But do the government agencies deploying such systems know how they operate?
In a recent article, Deirdre Mulligan and Kenneth Bamberger, professors at the University of California at Berkeley, argue that government officials are increasingly purchasing machine learning systems with little knowledge about their design or how well that design aligns with public values.
Mulligan and Bamberger argue that the administrative staff acquiring these systems often lack the requisite technical expertise to understand how the technology operates. Mulligan and Bamberger contend that such opacity can cause problems when technical solutions do not achieve their purpose, result in unintended consequences, or make biased decisions.
Mulligan and Bamberger state that agencies’ lack of knowledge about technology systems can be largely attributed to agencies’ procurement mindset when acquiring new products. Many agencies do not consider technology procurement decisions to constitute policy, despite systems often embedding important policy choices within the design. Instead, many agencies focus more on considerations such as price, fairness in the bidding process, innovation, and competition, as opposed to decisions about goals, values, risks, uncertainty, and constraints on future agency discretion.
In their article, Mulligan and Bamberger provide the example of Wisconsin’s use of computer software to predict the likelihood of an individual engaging in future criminal activity at criminal sentencing. In Loomis v. Wisconsin, the state of Wisconsin conceded that it was unclear how the system accounted for gender. Mulligan and Bamberger argue that deciding how to account for gender during sentencing was an important policy question. Yet it was not evident whether the state government deliberated about how gender was to be used during the procurement of the system or its application during sentencing. Rather, the evidence suggested that the ultimate decision was left to the software vendor’s discretion.
When systems embed policy, Mulligan and Bamberger argue that a procurement approach fails to meet key administrative law requirements, namely that substantive decisions not be arbitrary and capricious, and that agencies follow a transparent reasoning process. Instead of considering the important policy choices inherent in machine learning, agencies are instead treating purchases as normal government contracting decisions.
Mulligan and Bamberger argue that, when policy decisions are made through system design, agencies need to shift from a procurement mindset to a policymaking mindset. This policy mindset is not needed for all technology purchases; Mulligan and Bamberger distinguish between inward systems and those that create public-facing policy about which agencies should deliberate.
In considering where to draw the line between different systems, Mulligan and Bamberger turn to two established administrative law questions that the courts ask to assess whether an agency’s decision is legislative: Does the agency action in question prospectively limit the agency’s discretion? If so, do any legal consequences flow from the action?

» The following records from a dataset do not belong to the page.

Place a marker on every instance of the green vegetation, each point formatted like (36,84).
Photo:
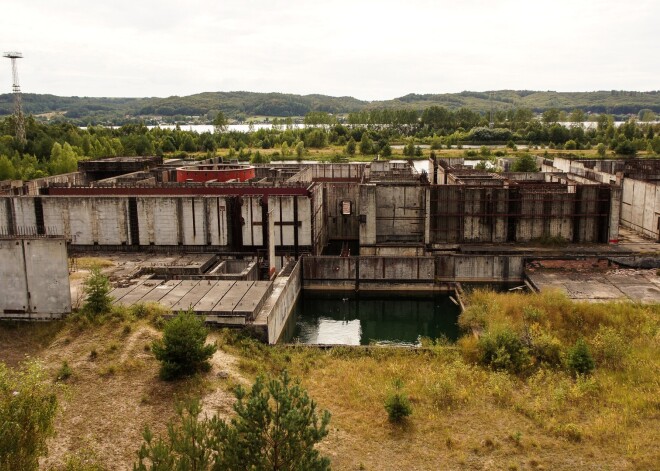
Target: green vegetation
(57,147)
(579,358)
(182,350)
(97,288)
(397,404)
(540,414)
(27,410)
(275,427)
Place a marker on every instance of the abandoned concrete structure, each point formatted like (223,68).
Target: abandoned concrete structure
(35,278)
(376,226)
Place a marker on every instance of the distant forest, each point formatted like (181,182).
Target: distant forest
(241,106)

Considered against these questions, Mulligan and Bamberger argue that many embedded policy decisions in machine learning are legislative, such that agencies need to justify design and policy choices.
As examples, agencies should justify decisions about system goals, how to operationalize the goal into a target variable, and what modelling framework to use. In addition to these technical matters, Mulligan and Bamberger assert that agencies need to be more transparent with the public about a system’s code, underlying models, limits, assumptions, and training data, along with the fact that the agency is engaged in policy decision-making.

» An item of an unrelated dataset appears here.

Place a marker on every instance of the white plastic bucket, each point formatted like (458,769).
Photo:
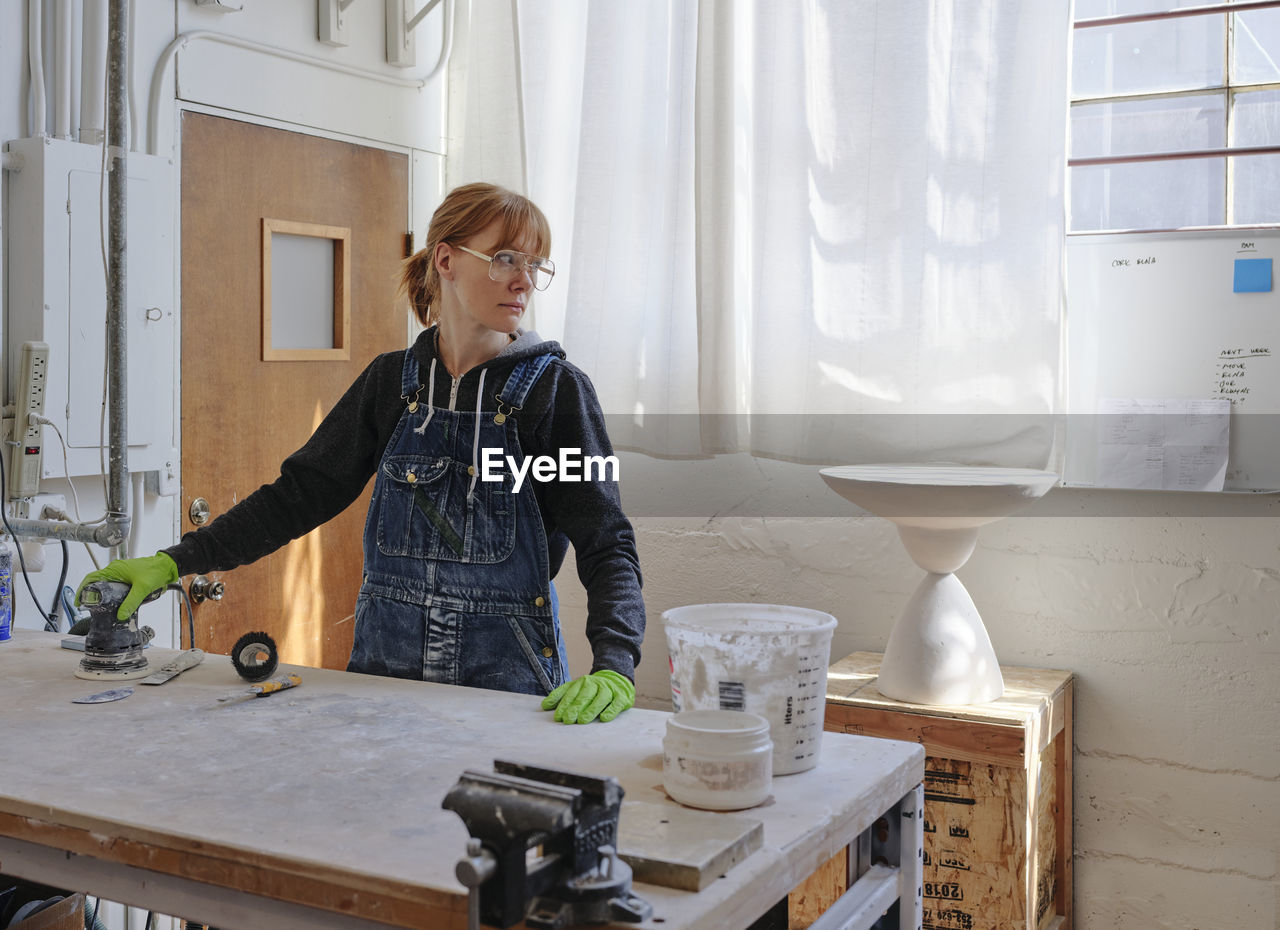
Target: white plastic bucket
(759,658)
(718,760)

To address agencies’ justification problem, Mulligan and Bamberger envisage how agencies could adopt a policy mindset to satisfy administrative law standards when acquiring machine learning technology.
First, to enable reasoned expert deliberation, Mulligan and Bamberger argue that governmental agencies need to overcome their lack of technical expertise. Mulligan and Bamberger state that the Obama Administration’s centers-of-expertise provide a compelling model to address this issue.
This approach would involve establishing pools of technical experts who can provide consultation services to agencies on technology design matters. Mulligan and Bamberger also recommend developing guidance documents and methods to standardize the questions and processes that federal agencies use to assess and design algorithmic systems.
Second, agencies could introduce “political visibility” into their deliberation by using algorithmic impact assessments that consider technical aspects of system design and surface potential political implications of choices.
Mulligan and Bamberger argue that these statements, when publicly disclosed, provide a common reference point for the public and experts to consider collectively the “points of policy within a machine learning system.” Although such assessments would not necessitate a substantive outcome, this approach would force administrative agencies to identify, recognize, and explain their policy choices.
Finally, Mulligan and Bamberger argue that it is important that technology systems use “contestable design.” That is, systems need to reveal their inputs and provide for iterative human involvement as the system evolves, so that agency staff can remain aware and participate as the policies embedded in the systems develop.
Mulligan and Bamberger conclude by clarifying that they do not consider that machine learning systems should be “procured at peril” due to fear of abdicating important policy decisions. Rather, government agencies should engage with such systems by questioning their biases and blind spots, as well as learning from and teaching them.
It is through reasoned policy and design choices that agencies can better align algorithmic systems with administrative law requirements.